Congratulations team!! It has always been good experience using new versions of CUBA-Platform and hope the move to the new platform JMIX will be not rough as usual. This is definitely a good step moving to Spring boot platform and support react JS / react Native for front-end app where the studio is continue to support development rapidly.
Hello CUBA / JMIX team, this is really a big announcement!
I have another question regarding the porting of a CUBA application to JMIX or in general regarding JMIX architecture.
At the moment, with CUBA platform, when you write the screens using the generic UI, all the “client” application logic is written in Java because generic UI is based on Vaadin.
When you write the screens using the Frontend UI the “client” application logic is written in Javascript because here we use React JS (for services or API we continue to use Java).

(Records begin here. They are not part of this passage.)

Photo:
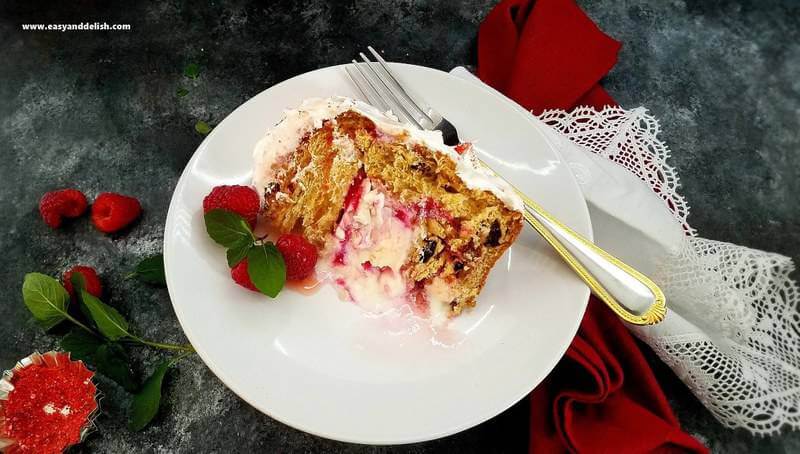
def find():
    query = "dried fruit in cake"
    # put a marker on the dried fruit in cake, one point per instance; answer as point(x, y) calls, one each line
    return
point(397, 214)
point(299, 255)
point(90, 279)
point(56, 205)
point(112, 212)
point(242, 200)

With “client” application logic I intend the code you write, for example, to handle the click on a button on the user interface, enable/disable some field, etc…
With JMIX the architecture remains the same, so all the client React logic must be written in Javascript or Typescript? In this case the migration to JMIX of an “old” CUBA application that does not use React will be more difficult (migration of some Java code to Typescript).
Or did you architect some solution similar to Vaadin that allows you to write client logic in Java because the events are precessed server side?
Another question: I suppose the new architecture (Spring Boot + React + modularization) will facilitate the development of big applications splitting them in little pieces not only at server level but also at client level (micro frontends), right?
Thank you very much for your work!
Marco.
krivopustov
(Konstantin Krivopustov)
Split this topic
#16
Regarding the UI, currently Jmix is not different from CUBA: you can create either Backoffice UI in Java/XML, or Frontend UI in React/TypeScript, or both. It’s described here.
Regarding migration from CUBA, the compatibility module contains even the old screen API v.6, so it will be possible to migrate UI written for CUBA 6 without major rewriting.
[Backoffice UI] allows you to develop the rich web UI using just Java/Kotlin and XML. In this case, your UI components work in the same JVM as your backend, which simplifies working with data and invoking business logic. Also, you don’t have to be familiar with the modern JavaScript/HTML/CSS stack.